Mein kleines Uralt-Radio sog neue Stationen durch die abgebrochene Antenne, die nölige Hektik österreichischer Sportreporter, Hackbrett und Viergesang zum Feierabend, den maschinellen, seelenlosen Rumsbums irgendwelcher Rock-Sounds. Ich schob Chopins 1. Klavierkonzert in den Kassettenschacht und streckte mich auf meiner Liege aus, um die ersten Takte in mich einzusaugen. Und zu warten, bis Halina Stefanskaja die Perlenklänge des Klaviers darüber legte. Musik, aus der die Stimme meiner Mutter sprach. Und meine ungestillte, unstillbare Leidenschaft.
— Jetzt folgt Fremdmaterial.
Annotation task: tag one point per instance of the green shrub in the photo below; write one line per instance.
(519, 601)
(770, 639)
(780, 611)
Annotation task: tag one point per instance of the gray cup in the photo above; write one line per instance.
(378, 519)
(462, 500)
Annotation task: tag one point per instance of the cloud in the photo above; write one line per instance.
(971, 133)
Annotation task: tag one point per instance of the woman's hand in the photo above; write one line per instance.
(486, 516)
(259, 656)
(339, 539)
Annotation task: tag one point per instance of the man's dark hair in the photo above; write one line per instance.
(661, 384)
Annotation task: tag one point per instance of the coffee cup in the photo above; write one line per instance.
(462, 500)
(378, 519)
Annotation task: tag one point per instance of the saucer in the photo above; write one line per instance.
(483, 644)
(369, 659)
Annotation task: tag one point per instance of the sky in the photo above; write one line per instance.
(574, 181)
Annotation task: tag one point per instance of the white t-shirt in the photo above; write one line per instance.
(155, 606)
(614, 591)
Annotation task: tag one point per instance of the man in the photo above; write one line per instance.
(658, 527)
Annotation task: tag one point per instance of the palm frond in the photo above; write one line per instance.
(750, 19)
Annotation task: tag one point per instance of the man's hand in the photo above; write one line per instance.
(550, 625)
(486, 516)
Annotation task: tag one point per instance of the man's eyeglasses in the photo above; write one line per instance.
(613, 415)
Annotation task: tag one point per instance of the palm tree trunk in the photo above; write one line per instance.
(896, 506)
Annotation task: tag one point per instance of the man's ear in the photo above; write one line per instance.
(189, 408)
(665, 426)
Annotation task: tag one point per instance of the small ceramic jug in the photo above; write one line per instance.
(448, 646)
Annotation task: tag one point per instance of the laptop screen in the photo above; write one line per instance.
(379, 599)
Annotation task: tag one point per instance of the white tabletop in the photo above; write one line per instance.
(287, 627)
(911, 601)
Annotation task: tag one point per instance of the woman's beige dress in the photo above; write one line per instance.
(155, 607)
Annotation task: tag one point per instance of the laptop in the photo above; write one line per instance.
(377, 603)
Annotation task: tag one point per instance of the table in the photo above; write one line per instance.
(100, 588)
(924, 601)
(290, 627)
Mitten im zweiten Satz bemerkte ich, dass Carola lauschend in der Tür stand.
"Einen Rotwein zum Abendessen?"
Ich nickte nur, um die Elegie der Klänge nicht zu stören. Carola setzte sich, sie stützte ihren Kopf auf ihre Hände. Das Haar, das sie jetzt offen trug, fiel wie ein Witwenschleier über ihr Gesicht.
Der Abend hätte gut und gern zum dritten Mal Sonnenschein gebrauchen können. Doch er blieb frostig. Wir saßen über Eck am schweren Esstisch. Die Theres hatte Wurst, Eier, Käse, Butter und dunkles Landbrot vorbeigebracht. Und Milch - obwohl ich Milch nicht runter brachte. Ich hielt mich an den dunkelroten Trollinger. Ein guter Tropfen, der mein Gemüt so recht zu stärken vermochte gegenüber dem Ölgemälde einer föhngelben Voralpenlandschaft, die mich aus einem dicken schwarzen Bilderrahmen niederzudrücken versuchte.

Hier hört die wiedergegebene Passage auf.